If your travel gear included a Clear pass to bypass security lines at airports, the card is now nothing more than an expensive souvenir of a failed business plan.

The debt-riddled company suddenly shut down its operations at all airports, leaving this brief message on its website: “At 11:00 p.m. PST on June 22, 2009, Clear will cease operations. Clear’s parent company, Verified Identity Pass, Inc. has been unable to negotiate an agreement with its senior creditor to continue operations.”

To me, Clear offered only one advantage—and a really huge disadvantage.

The sole advantage, for $199 a year, was being able to use special Clear lanes at airports where the company operated.  At some airports, bypassing the regular security lines could save a lot of time.  (Airlines’ most-frequent travelers, though, still had elite security lines at some airports without Clear.)

But the Clear program never really reached its potential.  Clear customers had to go through the same security procedures as everyone else—including taking off shoes and jackets, liquid restrictions and all the other requirements of the TSA.

The disturbing part is that everyone who joined the Clear program had to give this private company (and the TSA) fingerprint and iris scans.  I never joined Clear.  But if I had, I would be extremely concerned about what happens to this information now that the company has gone defunct.

I can hear it now—they’ll surely say all the biometric and fingerprint data is secure, you don’t need to worry.  But how much can you trust a company that shuts down with little notice while being hounded by creditors?

clearJust a couple of weeks ago, the Clear website had this suggestion posted to “give the gift of predictability.”  It’s difficult to believe a company that was on the verge of shutting down would use the word “predictability.”

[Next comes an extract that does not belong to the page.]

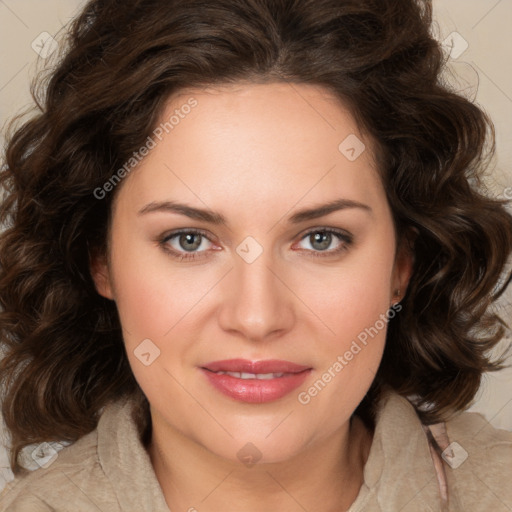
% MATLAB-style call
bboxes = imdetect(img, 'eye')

When the concept was first discussed, the Clear program was supposed to offer some advantages to travelers who had been vetted—maybe avoiding some of the security procedures like taking off jackets, since TSA would know who they were and that they posed little risk.  But after going through the maze of TSA red tape, the registered traveler program was diluted and wound up offering only one advantage—shorter lines.

For some, it seemed worth it at the time.  In hindsight, maybe not.